Ich will Sie einmal daran erinnern, dass sich im Frühsommer dieses Jahres ein
recht erfrischender Bildungswind in Deutschland erhob, vielleicht initiiert
durch den damaligen Armuts- und Reichtumsbericht des Bundes, vielleicht auch
durch anderes. Jedenfalls kam es zu der Feststellung, Armut in der Bevölkerung
und ganz besonders bei Kindern und Jugendlichen habe auch etwas mit
Bildungsarmut zu tun. Kurz danach hörte man Frau Merkel die Bildungsrepublik
ausrufen und zum Bildungsgipfel aufrufen.
Unmittelbar darauf wurde die Bildungswetterlage dann aber
schon wieder etwas unfreundlicher, denn da wehte der Bundeskanzlerin ein kühler
ländlicher Wind auch aus den eigenen Reihen entgegen. Dabei hörte man Wörter
wie „Länderhoheit“ und „keine Einmischung“.
Dann Ende August/Anfang September die Bildungsreise der
Bundeskanzlerin in Vorbereitung des Bildungsgipfels, und es gab noch einiges
Aufsehen, auch freundliche Bilder, Kinderfotos.
Der Bildungsgipfel selbst fand dann aber in einem relativ
windgeschützten, abseits gelegenen Örtchen am Rande von Dresden statt. Ich
dachte dabei an das Tal der Ahnungslosen zurück. Der Bildungsgipfel wurde dann
zu einem Bildungshügelchen. Woran ich bei der Gelegenheit auch denken musste,
war, dass ja aus Dresden auch einmal ein sächsischer König kam, der sagte: Dann
macht doch euren Dreck alleene!
Auch wenn die
Kanzlerin vielleicht nicht unmittelbar an diesen Ausspruch denken musste, so
waren die Erwartungen trotzdem groß; denn während des Bildungsgipfels wurde
auch einiges angekündigt.
In der vergangenen
Woche gab es im Bundestag auch mehrere wichtige Beratungsgegenstände, unter
anderem das Familienleistungsgesetz. Es ging um die Erhöhung des Kindergeldes
ab 1. Januar 2009 und um ein jährliches Schulhilfspaket in Höhe von
100 € für Kinder aus Haushalten, die Hartz IV oder Sozialhilfe
bekommen. Wir sind natürlich froh über jede Möglichkeit, mit der soziale
Nachteile bei Kindern und Jugendlichen ausgeglichen werden können.

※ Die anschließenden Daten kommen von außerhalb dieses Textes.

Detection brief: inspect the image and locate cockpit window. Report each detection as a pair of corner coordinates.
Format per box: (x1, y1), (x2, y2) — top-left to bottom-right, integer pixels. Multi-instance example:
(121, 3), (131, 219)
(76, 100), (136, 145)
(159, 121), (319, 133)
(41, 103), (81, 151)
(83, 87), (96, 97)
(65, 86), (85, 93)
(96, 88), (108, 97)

Aber in
unseren Augen ist es skandalös, dass der Lernmittelzuschuss auf die Schulzeit
bis zum Abschluss der 10. Klasse begrenzt werden soll.
Das zeigt mir auch,
wie wichtig Bildung in Deutschland in Wirklichkeit ist. Die Wichtigkeit von
Bildung erkennt man, wenn man die großen Worte wie „Bildungsrepublik“ und
„Bildung ist Investition in die Zukunft“ und dergleichen mehr mit den darauf
folgenden Taten vergleicht.
Inzwischen liegt
ein Entschließungsantrag des Bundesrates vor. Der war an dem Tag, an dem wir
den Antrag formuliert haben, noch nicht präsent. Auf den bezieht sich auch der
Änderungsantrag der beiden Koalitionsparteien. Es hätte auch bei unserem Antrag
bleiben können. Aber sei es, wie es sei. Wir sind ja froh darüber, dass wir
merken, dass es nicht nur in den Landesregierungen, die diesen Gesetzentwurf im
Bundesrat gestoppt haben, sondern auch im Landtag noch ein paar sozial denkende
Menschen.
Auch wenn es
tröstlich ist, dass es den Entschließungsantrag gibt und der
Vermittlungsausschuss am 17. Dezember 2008 und der Bundestag am
19. Dezember 2008 über die Sache noch einmal befinden muss, so besteht der eigentliche Skandal für uns darin, dass
ein solches Gesetz überhaupt eingebracht worden ist.
Man muss dazu
vielleicht auch noch wissen, dass diese Begrenzung auf die
Jahrgangsstufe 10 nur deshalb und auch nur nach langen Diskussionen in der
großen Koalition auf Bundesebene zustande gekommen ist, weil die von anderen
Parteien eigentlich gewollte Ausweitung bis Klasse 12 bzw. 13 an eine von
der CDU gewollte Steuererleichterung für die Kinderbetreuung gekoppelt werden
sollte. Das wollten nun wieder die anderen nicht. Und weil die einen etwas
nicht kriegten, weil es die anderen nicht wollten, wollten diese eben auch
plötzlich alles nicht mehr. Auf wessen Rücken wird so etwas ausgetragen? Immer
auf dem Rücken derer, die sich schwer wehren können.
Man sollte dazu
vielleicht noch wissen, dass die Kosten für eine Ausweitung des
Schulbedarfspaketes über Klasse 10 hinaus auf
ca. 17 Millionen € geschätzt wurden. Die Einnahmeausfälle durch
die von der CDU gewollte Steuererleichterung für die Kinderbetreuung wurden
hingegen auf 70 bis 100 Millionen € geschätzt.
Die Begrenzung
dieses Schulstarterpaketes auf Klasse 10 soll nun im Vermittlungsausschuss
am 17. Dezember 2008 geheilt werden. Wir wollen unsere Landesregierung mit
freundlichen Worten dorthin begleiten, dass sie im Sinne unseres Antrags
entscheidet und das auch beachtet.
Wir wollen
natürlich auch, dass der im Entschließungsantrag geforderte andere Umstand noch
mit zum Tragen kommt, dass nämlich die Kindergelderhöhung ab
1. Januar 2009 um 10 bzw. 16 € nicht auf die Hartz-IV-Regelsätze
angerechnet wird. Ich finde, es ist ein weiterer Skandal, dass diese Erhöhung
angerechnet wird. Das ist heute nicht mein Thema. Aber es wird immer ein Thema
bleiben, bis die Regelsätze für Kinder neu und auskömmlich berechnet worden
sind.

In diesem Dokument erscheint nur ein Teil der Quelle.